At the end of 1203, the besieging crusaders had sent an insolent message to then emperor Alexios III. It was at the instigation of Enrico Dandolo. It was a threat, and the ringleader of a plot against the emperor, his son-in-law, had incited a riot in the Hagia Sophia. They tore down the great statue of Athena that had once graced the Acropolis of Athens in its golden age.

There was more rioting in the city, attempts in the harbor to set fire to the Venetian fleet. The besiegers must fight or die. Dandolo for the Venetians and Boniface of Montferrat and Baldwin of Flanders and other French knights agreed on the division of spoils when the city was sacked.

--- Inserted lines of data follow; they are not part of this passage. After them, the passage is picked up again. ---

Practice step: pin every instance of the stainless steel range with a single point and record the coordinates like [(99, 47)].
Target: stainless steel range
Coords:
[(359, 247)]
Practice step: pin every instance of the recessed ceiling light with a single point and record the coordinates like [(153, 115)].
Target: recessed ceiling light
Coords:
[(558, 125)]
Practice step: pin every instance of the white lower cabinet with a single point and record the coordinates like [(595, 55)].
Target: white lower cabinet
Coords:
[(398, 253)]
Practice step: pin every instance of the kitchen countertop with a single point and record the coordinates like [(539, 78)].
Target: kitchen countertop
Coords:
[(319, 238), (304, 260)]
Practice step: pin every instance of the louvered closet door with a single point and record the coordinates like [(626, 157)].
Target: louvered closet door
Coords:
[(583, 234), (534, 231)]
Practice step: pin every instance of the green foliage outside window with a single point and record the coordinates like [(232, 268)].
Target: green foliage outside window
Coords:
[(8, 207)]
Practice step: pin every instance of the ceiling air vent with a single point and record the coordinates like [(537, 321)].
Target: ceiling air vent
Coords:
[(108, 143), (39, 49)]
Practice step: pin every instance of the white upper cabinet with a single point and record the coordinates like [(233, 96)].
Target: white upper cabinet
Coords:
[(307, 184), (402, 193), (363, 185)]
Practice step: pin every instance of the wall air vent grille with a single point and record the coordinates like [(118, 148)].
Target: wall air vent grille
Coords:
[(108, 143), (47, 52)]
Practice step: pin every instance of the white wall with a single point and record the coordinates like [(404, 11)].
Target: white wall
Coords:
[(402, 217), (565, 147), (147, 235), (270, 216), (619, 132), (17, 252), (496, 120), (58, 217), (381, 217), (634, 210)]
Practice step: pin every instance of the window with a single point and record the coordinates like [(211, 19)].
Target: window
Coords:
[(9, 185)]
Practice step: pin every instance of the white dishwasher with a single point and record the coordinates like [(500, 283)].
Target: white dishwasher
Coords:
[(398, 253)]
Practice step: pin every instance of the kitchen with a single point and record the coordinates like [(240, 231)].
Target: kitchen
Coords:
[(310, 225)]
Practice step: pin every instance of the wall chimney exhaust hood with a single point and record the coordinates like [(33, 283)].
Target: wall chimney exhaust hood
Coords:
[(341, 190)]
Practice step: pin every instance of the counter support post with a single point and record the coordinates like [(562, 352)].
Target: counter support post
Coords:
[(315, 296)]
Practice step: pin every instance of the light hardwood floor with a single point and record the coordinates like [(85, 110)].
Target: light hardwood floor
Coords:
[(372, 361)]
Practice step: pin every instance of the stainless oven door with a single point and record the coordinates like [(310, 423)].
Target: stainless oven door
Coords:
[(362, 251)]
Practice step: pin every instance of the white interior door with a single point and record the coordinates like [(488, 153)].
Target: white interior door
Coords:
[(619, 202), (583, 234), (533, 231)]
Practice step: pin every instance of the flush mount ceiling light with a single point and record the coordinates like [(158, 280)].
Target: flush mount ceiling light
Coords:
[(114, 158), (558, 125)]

In March, the Westerners decided to conquer not only Constantinople, but the entire Byzantine Empire. By mid-April, the city was burning and pillage, robbery, and slaughter raged through the streets.

Houses, churches, and monasteries were robbed of their treasures, chalices for the taking of the sacrament were used to swill the wine of drunkards, icons were used as gaming boards, jewels were gouged out and gold and silver melted down. The monuments of antiquity that had been revered down the centuries were looted and broken, imperial tombs, even that of Constantine the Great, were stripped, and the corpse of Justinian the Lawgiver desecrated. Nuns were raped.

In the Hagia Sophia itself, soldiers smashed the altar and stripped the sanctuary of its silver and gold. Horses and mules were brought in to be loaded with the spoil, and their hooves slid in the blood on the marble floors.

A prostitute danced on the throne of the patriarch and sang obscene songs.

The treasure stolen was said to be worth four hundred thousand silver marks, four times as much as the cost of the entire fleet. The doge of Venice, Enrico Dandolo, personally took fifty thousand marks.